14 Şubat 2013 Perşembe

Bir Şubat Haftasında OTRA, OLDIES, 333 milongalarına akarız....

Güzel bir Pazar dinlencesiyle tüm hücrelerimi yüksek düzeyde dinlendirip, Dexter'ı izlerken, gece boyunca çekirdek çitledikten sonra, yine yepyeni ve harika bir haftaya başladım snrm; çünkü içinde bolca tango vardı! Bunun yanı sıra, harika bir güneş enerjisi de!
Ortaköy'de güneş tepemde yansırken, denizi seyrederek, kahvemi yudumlayıp, müptelası olduğum kişisel ritüelimi gerçekleştirdim yine ve içime dolan mis gibi bahar havasıyla maksimuma erişen rahatlama hissim de cabası!
Akşam olunca da, çok sevdiğim bir arkadaşım olan Yeşim'in doğumgününü kutlayacağımız Otra'ya geçtim. Valla üç  haftadır Pazartesilerim buraya kilitlendi diyebilirim,  başka hiçbir yere gidemiyorum. O kadar çok sevdiğim arkadaşlarım var ki, direkt oraya yöneliyor enerjim. Arkadaşlık gibisi var mı; müthiş hazlar ve derinlikler diyarına yolculuk vuku bulur hep!
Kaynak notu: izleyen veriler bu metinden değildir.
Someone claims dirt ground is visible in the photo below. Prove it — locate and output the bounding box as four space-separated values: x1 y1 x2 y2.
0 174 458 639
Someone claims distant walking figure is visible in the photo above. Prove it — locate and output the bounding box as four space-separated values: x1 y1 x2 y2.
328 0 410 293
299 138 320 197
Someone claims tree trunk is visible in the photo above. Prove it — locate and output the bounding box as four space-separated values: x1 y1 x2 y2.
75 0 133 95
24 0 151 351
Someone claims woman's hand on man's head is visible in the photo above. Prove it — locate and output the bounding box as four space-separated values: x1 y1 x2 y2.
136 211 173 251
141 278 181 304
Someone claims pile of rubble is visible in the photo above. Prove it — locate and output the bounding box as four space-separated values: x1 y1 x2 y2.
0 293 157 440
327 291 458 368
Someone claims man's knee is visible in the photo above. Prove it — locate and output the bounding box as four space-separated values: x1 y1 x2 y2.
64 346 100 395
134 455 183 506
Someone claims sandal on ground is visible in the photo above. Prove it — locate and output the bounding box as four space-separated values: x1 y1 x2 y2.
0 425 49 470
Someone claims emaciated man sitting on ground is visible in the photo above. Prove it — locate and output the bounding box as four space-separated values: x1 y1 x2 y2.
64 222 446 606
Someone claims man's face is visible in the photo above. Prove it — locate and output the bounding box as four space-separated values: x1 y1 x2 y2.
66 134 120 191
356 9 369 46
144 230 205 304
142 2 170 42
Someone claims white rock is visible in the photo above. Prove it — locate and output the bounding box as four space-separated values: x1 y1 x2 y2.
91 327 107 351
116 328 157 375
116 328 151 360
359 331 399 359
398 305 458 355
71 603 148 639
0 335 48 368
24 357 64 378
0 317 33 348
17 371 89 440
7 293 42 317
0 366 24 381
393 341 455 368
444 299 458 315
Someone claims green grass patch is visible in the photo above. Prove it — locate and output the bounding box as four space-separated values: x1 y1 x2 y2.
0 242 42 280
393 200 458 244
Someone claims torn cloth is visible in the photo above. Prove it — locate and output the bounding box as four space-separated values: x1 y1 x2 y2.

Her zaman olduğu gibi,  yine dinamik, bol sohbetli, danslı, eğlenceli, ve her şeyden öte harika bir doğumgünü seremonisini içeren bir milonga geçirmekse,  gecenin ödülü oldu benim için diyebilirim. Aylin de pistlere döndü o gün, mutluluğu yüzünden okunuyordu. :) Bir haftadır dansa ara vermişti.Sartorius kası arıza yapmış snrm. İsmini 5 kere yazıp öğrendim. Umarım hatalı yazmadım! :)) İsimlerle ilgili unutma hastalığımı baz alırsam!
Tabii Mr Abovv yani bizim enerjik milongueromuz, hep cennette yaşayan Alp'imizle bolca dans, tüm ekiple sohbet, muhabbet, arada Yeşim'in bizi güldürmesi- komik hareketleri ve nonstop oyun mooduyla- Eşref ve Murat'ın start vermesiyle başlayan doğumgünü dansı, pastası- Çiğdem'in, Metin'in servisi-, Ahmet Abi'nin keyifli tandaları ve bolca fotoğraf çekimi seremonisiyle uçuşlarımıza bir yenisini ekledim; çok şaşırdım sormayın. Hep uçarım da zaten!! Hem de tüm hücrelerimle...
Sohbetin eşlikçisi olarak da kadeh kadeh şarapları yuvarladıktan sonra-kendi adıma söyleyeyim tabii- çorbacıda aldık soluğu. Tuzlama çorbasının kokusuna da söylenip durdum gece boyu, zira ben mercimek seçmiştim..Çamur attım tuzlamaya! Kapıları bile açtırdım; kokuyor kokuyor diye. Trajiktim kabul. Tahammül etmekte zorlanmışlardır ama ses çıkaran olmadı..Tüm sesi ben çıkardım! Çantamı bile kaybettim sandığım bir an var! Hiç değinmeyeyim..:) İlerleyen bir saatte evime dönebildim, sağolsun Yeşim bıraktı beni!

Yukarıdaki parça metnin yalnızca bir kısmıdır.